Bem-me-quer... Mal-me-quer...

Sou uma pessoa gostável.
Apesar de não ser o cúmulo da simpatia, as pessoas têm tendência para me achar graça. A mim e às minhas histórias, que conto com algum prazer e confesso, com alguma cor e brilho, o que mantém o interesse dos convivas.

Há porém quatro grupos de pessoas que dificilmente me suportam e com as quais tenho grandes dificuldades de relacionamento:

•       as amigas dos meus namorados;
•       as namoradas dos meus amigos;
•       as ex dos meus actuais namorados; e
•       as actuais namoradas dos meus ex.

Obviamente que há excepções - raras! - mas a grande maioria manifesta-se sempre, e de forma muito pouco elegante.

Se repararmos bem, todos estes grupos andam à volta do mesmo tema. O que me leva a concluir que estes grupos - doravante denominados de G4 - receiam a minha influência/ascendência/persuasão/opinião e afins.

O G4 vai tentando minar, drenar, enfraquecer e pulverizar a minha presença nas vidas das alegadas vítimas das minhas loucuras. Uns têm êxito, outros nem por isso.

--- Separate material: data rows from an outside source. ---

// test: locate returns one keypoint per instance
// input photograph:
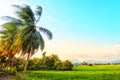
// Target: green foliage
(51, 62)
(97, 72)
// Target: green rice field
(97, 72)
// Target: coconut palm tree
(27, 39)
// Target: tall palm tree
(27, 38)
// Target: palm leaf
(38, 13)
(46, 31)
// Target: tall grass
(101, 72)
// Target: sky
(82, 29)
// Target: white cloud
(6, 8)
(51, 18)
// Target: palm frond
(38, 13)
(40, 40)
(25, 13)
(46, 31)
(11, 19)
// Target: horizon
(82, 30)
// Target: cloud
(6, 8)
(51, 18)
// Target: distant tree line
(51, 62)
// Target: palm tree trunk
(26, 65)
(12, 62)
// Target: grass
(101, 72)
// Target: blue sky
(82, 29)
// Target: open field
(101, 72)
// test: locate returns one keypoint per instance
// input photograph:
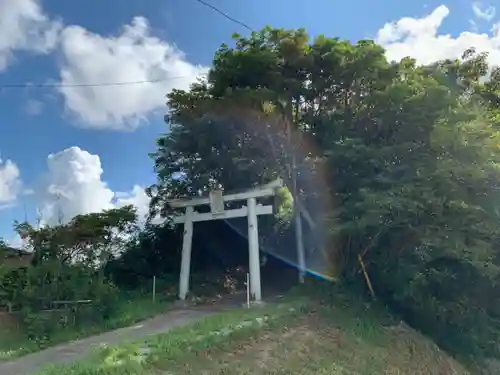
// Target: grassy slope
(131, 308)
(297, 337)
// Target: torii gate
(217, 201)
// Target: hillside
(299, 336)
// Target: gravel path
(67, 353)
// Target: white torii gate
(216, 200)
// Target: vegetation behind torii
(396, 163)
(405, 155)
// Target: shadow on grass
(129, 309)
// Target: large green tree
(406, 156)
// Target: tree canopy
(406, 156)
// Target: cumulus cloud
(73, 185)
(419, 38)
(486, 13)
(133, 55)
(10, 183)
(25, 27)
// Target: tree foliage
(406, 155)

Aos primeiros, os meus parabéns ao G4, aos segundos, os meus parabéns às alegadas vítimas. Todos devem ser congratulados pelos seus sucessos - sejam por conseguir convencer ou por conseguir resistir.

Na minha opinião sempre fui a favor da Resistência... mas isso sou eu, que tenho ideais estranhos para a época!